Angesichts der Tatsache, dass Berichte über all die unaussprechlichen Schrecken der Welt immer nur einen Wisch entfernt sind – wie die Artikel, die mit den Cartoons auf den Seiten dieses Magazins koexistieren –, treffen wir immer eine Entscheidung darüber, was wir betrachten, sagen oder denken etwa, einem Thema so viel Anerkennung zuzuteilen, wie es angemessen oder höflich erscheint, bevor man vorsichtig zu etwas anderem übergeht.

Es hat eine Weile gedauert, bis mir das neue Ritual aufgefallen ist, das heutzutage nach den meisten Abendessen oder Zusammenkünften stattfindet, wenn die Telefone herausgeholt werden und jeder anfängt, die Fotos und Videos, die er aufgenommen hat, durchzugehen, sie zu löschen, zu bearbeiten und zu teilen. Ich sage nur „es hat eine Weile gedauert, bis ich es bemerkt habe“, weil mir klar wurde, dass ich genau das Gleiche tat: ständig versuchen, das Leben in etwas zu verwandeln, das wie die perfekte Darstellung von Glück aussieht. Und ich denke, es hat dazu beigetragen, dass ich scheinbar nie im Augenblick leben kann; Ich verbringe die meiste Zeit meines Lebens in einem Zustand unterdrückter Ängste, Bedauern und Sorgen und merke Tage oder Wochen nach dem Abendessen, der Reise oder dem Urlaub, den ich durchgeschwitzt hatte, dass ich tatsächlich eine ziemlich gute Zeit hatte. Informelle Umfragen unter Freunden lassen darauf schließen, dass ich damit nicht allein bin. (Das soll nicht heißen, dass ich nicht auch sofort Fotos lösche, auf denen ich wie ein kinnloser Kerl aussehe.)

Die Charaktere auf diesem Cover erscheinen auch in einer Thanksgiving-Cover-Suite, die Sie vor vielen Jahren erstellt haben, und zeigen, dass einige Ihrer fiktiven Charaktere in Echtzeit gealtert sind. Gibt es Charaktere, die niemals altern?
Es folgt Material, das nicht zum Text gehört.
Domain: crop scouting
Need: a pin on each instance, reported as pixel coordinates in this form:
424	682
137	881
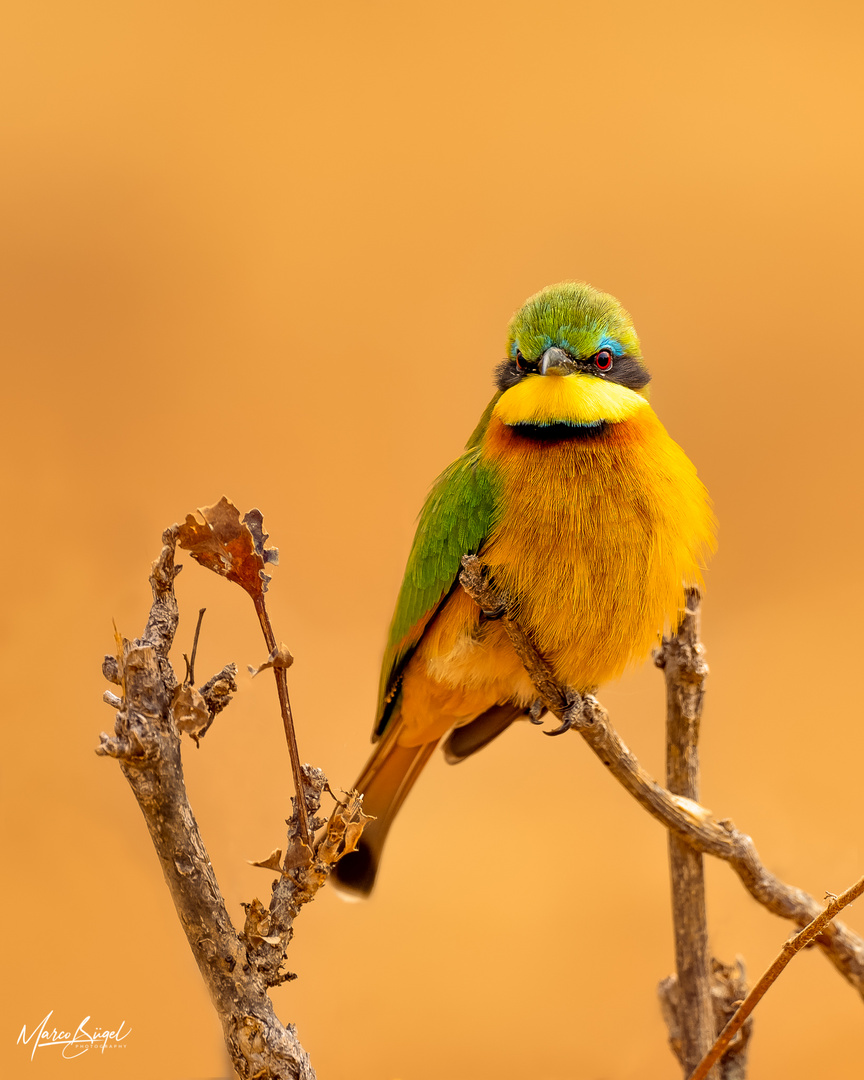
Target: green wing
456	518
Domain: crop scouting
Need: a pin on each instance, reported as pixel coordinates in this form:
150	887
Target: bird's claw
537	712
571	715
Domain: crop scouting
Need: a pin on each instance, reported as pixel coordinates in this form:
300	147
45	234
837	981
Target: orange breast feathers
598	538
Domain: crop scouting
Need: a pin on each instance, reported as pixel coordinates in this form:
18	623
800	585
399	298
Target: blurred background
270	251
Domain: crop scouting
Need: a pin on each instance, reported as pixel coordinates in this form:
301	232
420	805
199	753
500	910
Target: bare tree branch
795	944
238	969
685	670
684	817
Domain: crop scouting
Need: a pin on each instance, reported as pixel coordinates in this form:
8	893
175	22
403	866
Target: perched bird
586	514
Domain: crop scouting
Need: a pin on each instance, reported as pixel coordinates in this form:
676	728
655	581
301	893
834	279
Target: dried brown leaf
217	538
273	861
279	658
256	928
297	856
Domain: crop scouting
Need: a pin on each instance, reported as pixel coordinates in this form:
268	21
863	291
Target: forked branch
684	817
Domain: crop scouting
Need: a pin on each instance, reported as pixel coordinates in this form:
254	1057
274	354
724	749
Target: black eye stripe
625	370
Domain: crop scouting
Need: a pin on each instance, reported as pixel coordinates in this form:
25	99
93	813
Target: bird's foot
571	715
537	712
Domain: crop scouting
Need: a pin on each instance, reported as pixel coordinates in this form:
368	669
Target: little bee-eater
588	516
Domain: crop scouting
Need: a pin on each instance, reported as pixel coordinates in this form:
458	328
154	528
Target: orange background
270	250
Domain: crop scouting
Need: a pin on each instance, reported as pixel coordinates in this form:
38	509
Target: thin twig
685	671
694	823
190	667
287	723
147	745
795	944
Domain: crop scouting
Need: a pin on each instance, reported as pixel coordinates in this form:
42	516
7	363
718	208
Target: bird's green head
574	358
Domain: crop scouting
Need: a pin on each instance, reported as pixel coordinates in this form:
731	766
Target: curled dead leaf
217	538
190	712
279	658
256	928
273	861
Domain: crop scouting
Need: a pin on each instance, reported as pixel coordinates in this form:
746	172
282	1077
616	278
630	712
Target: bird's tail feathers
385	783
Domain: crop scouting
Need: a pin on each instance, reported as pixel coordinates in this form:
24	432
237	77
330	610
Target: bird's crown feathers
575	316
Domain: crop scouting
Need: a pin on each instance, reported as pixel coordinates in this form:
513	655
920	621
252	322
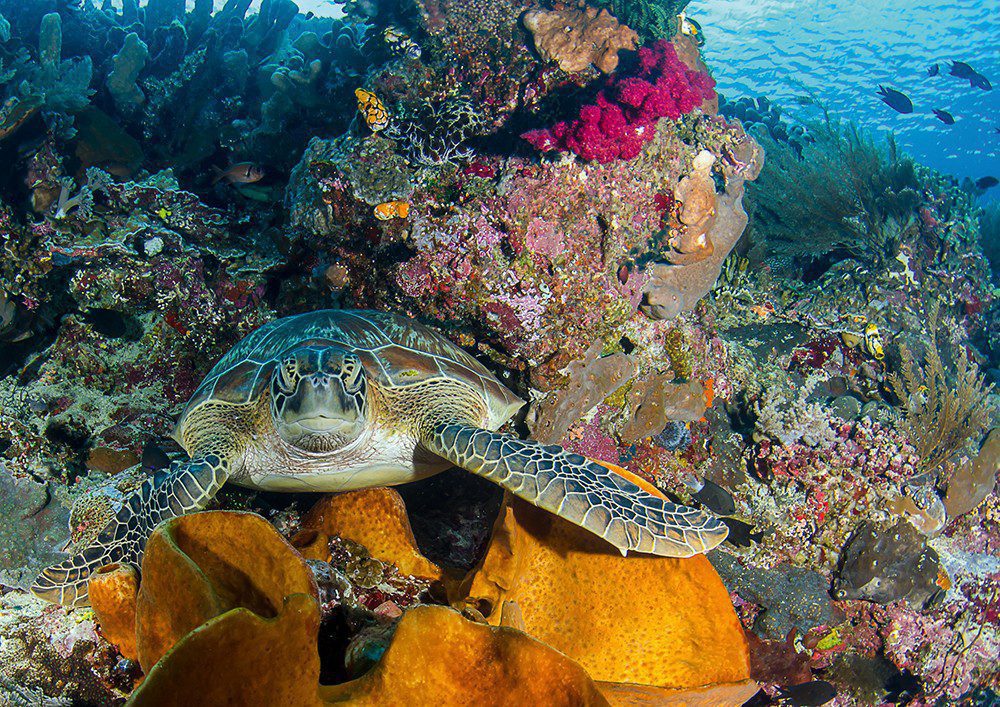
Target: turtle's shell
396	352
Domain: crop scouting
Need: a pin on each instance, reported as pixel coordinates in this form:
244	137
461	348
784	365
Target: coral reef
626	110
575	38
845	194
766	352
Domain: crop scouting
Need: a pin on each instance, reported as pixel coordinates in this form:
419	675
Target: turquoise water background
841	51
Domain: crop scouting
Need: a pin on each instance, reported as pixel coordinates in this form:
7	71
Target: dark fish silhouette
154	458
710	494
980	81
808	694
961	70
944	116
899	102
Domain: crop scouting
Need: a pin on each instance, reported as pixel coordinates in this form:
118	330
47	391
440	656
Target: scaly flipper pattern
579	490
187	487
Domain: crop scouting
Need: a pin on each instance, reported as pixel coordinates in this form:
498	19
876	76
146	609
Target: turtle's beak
320	413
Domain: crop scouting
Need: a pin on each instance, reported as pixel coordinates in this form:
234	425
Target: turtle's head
318	398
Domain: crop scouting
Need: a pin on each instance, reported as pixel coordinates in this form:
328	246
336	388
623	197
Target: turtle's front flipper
186	487
581	491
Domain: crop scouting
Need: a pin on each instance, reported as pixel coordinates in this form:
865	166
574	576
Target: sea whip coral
626	111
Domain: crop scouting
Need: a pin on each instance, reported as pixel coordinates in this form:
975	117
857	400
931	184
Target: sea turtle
336	400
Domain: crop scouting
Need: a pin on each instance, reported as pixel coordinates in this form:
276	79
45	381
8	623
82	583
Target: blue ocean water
840	52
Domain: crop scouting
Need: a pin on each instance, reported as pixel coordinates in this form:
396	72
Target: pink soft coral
626	111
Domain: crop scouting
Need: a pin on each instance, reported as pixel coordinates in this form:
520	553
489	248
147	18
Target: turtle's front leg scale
581	491
186	487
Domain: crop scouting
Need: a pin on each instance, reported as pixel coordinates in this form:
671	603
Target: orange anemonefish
392	209
374	112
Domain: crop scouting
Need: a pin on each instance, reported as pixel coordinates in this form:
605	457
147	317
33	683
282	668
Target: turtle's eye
353	374
287	375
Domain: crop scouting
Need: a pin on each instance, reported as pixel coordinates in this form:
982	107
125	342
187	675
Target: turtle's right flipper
581	491
186	487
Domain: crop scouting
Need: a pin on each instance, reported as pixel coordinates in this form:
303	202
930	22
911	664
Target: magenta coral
626	110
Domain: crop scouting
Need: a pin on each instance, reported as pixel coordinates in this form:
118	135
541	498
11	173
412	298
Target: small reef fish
899	102
944	116
388	210
980	81
960	69
400	43
808	694
372	110
710	494
873	342
240	173
690	28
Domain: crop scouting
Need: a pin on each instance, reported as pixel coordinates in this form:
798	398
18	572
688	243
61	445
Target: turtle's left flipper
187	487
579	490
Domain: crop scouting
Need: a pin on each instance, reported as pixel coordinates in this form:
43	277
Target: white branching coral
790	417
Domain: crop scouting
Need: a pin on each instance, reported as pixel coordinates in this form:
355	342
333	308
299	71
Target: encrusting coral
577	37
624	115
590	381
674	289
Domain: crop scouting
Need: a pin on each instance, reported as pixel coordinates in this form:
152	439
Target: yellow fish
374	112
873	342
388	210
400	43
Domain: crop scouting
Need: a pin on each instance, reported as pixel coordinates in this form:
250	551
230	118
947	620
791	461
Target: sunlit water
841	51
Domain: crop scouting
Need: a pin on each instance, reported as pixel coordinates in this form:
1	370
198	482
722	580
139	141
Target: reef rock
974	479
674	289
33	522
696	194
886	565
575	38
591	380
657	400
791	597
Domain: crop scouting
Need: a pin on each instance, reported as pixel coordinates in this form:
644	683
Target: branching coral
941	413
436	133
793	418
845	195
623	118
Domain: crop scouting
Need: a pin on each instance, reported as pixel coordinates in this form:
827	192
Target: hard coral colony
323	256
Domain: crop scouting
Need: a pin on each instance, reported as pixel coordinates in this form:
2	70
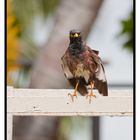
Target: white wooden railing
56	102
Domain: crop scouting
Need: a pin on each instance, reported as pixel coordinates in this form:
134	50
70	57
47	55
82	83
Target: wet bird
82	66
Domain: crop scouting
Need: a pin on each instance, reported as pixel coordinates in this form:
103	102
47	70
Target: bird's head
75	36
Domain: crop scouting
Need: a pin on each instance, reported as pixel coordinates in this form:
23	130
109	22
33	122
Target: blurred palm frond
127	30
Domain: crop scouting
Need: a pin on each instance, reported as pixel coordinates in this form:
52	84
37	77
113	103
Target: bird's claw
90	97
72	96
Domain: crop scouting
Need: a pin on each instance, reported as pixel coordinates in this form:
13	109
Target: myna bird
82	66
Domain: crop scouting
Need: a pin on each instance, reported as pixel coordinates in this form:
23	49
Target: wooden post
56	102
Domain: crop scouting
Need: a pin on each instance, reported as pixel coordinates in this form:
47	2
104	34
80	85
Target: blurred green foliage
127	30
27	10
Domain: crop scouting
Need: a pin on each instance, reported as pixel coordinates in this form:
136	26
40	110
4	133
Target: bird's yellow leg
91	94
75	92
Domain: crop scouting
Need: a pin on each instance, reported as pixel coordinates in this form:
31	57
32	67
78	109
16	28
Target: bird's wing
99	78
65	67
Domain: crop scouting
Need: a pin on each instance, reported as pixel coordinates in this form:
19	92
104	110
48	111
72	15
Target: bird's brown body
81	63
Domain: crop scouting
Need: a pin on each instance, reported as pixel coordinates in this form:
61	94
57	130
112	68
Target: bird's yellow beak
76	35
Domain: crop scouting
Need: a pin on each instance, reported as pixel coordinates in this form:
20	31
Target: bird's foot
72	96
90	96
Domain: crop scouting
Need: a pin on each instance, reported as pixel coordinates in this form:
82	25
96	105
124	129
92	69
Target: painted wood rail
56	102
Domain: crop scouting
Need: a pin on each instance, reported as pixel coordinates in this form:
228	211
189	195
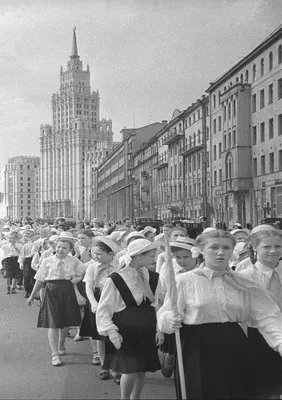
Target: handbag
80	299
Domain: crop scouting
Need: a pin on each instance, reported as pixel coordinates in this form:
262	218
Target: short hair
214	234
86	232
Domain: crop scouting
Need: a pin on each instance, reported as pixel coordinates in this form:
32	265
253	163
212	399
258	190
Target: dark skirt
138	352
218	362
88	325
270	364
59	308
11	268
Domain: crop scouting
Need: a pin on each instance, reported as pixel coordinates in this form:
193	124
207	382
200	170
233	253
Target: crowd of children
114	288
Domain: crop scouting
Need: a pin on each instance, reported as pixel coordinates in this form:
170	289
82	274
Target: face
101	256
269	251
148	259
240	236
84	240
184	259
217	252
177	233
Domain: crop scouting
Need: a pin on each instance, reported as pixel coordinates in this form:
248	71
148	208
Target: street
26	371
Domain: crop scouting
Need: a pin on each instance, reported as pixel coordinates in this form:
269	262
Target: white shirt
204	297
111	301
49	269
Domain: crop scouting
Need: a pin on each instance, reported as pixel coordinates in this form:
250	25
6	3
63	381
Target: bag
80	299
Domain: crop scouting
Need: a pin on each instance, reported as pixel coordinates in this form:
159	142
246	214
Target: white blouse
204	297
52	268
111	301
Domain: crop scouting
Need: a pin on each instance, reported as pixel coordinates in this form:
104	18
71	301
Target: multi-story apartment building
22	183
114	177
77	133
246	136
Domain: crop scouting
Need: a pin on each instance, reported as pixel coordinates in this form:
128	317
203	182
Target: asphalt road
25	361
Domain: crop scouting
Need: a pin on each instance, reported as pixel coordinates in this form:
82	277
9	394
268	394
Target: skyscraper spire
74	51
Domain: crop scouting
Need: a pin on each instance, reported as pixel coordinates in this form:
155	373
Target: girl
212	300
267	272
125	314
59	309
97	271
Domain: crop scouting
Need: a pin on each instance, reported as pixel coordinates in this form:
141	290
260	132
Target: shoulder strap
123	289
153	280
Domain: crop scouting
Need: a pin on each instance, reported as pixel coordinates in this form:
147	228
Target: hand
174	322
116	339
94	308
159	338
29	301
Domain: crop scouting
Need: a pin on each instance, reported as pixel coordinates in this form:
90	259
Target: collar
268	271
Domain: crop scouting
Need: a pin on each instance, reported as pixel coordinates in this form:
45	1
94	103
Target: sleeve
266	316
42	271
106	308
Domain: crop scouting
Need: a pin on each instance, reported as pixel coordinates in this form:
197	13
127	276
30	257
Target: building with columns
76	137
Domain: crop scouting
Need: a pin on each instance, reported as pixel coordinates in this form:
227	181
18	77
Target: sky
147	57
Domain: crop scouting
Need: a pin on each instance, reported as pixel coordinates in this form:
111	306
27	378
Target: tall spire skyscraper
76	134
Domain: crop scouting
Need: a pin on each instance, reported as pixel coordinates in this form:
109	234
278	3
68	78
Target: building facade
246	136
22	187
115	184
77	140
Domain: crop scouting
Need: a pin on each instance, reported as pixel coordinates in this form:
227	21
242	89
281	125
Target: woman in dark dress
126	315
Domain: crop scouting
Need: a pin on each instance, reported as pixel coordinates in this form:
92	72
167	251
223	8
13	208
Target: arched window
261	67
280	54
270	61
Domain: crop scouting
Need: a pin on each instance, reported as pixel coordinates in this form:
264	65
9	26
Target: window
280	160
255	167
280	124
279	88
261	67
270	128
270	61
271	162
262	165
214	152
219	123
254	103
262	98
262	132
280	54
254	72
254	135
270	94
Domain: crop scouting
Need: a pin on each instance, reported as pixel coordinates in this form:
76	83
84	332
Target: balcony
162	162
191	147
173	137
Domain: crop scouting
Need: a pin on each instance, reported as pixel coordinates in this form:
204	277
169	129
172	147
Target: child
125	314
11	269
97	271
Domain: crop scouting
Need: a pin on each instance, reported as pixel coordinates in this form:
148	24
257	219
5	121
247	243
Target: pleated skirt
59	308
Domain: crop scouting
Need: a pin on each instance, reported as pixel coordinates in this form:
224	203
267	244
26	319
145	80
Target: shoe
117	378
78	338
105	374
96	359
167	366
62	351
56	360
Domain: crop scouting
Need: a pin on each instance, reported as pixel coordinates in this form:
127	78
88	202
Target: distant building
22	183
77	140
114	178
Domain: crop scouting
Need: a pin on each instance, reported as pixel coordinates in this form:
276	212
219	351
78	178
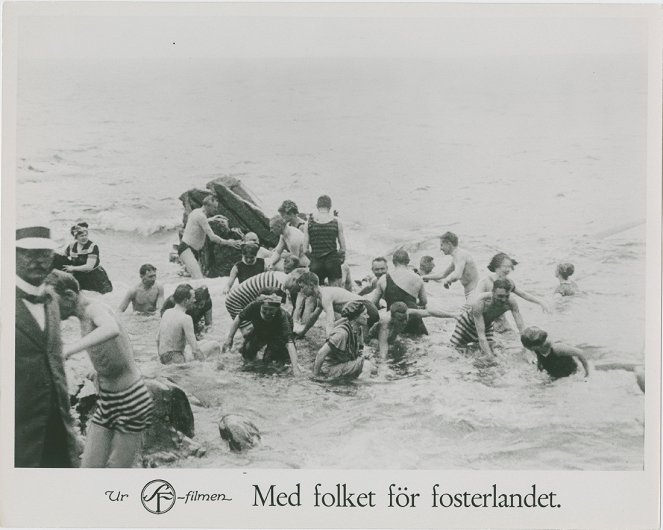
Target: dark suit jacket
41	387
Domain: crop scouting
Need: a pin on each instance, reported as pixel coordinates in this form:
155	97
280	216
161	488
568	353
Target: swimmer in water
558	359
462	267
395	320
566	287
476	322
147	296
Zwei von ihnen, der Vater und seine Tochter am anderen Ende der Tabelle, erschienen tatsächlich im Jahr 2006 und in einigen Streifen danach auf den Seiten dieser Zeitschrift. Ich hatte nicht vor, dass sie weiterleben würden, sie taten es einfach. Charaktere, die nicht altern, wie mein Kindheits-Ich, sind ein völlig anderes Tier, aber sie verändern sich trotzdem und verschieben sich. Ich denke, dieser Zustand des ständigen Wandels muss für alle ähnlich sein, da Schreiben und Zeichnen eigentlich nur Versionen des Erinnerns sind.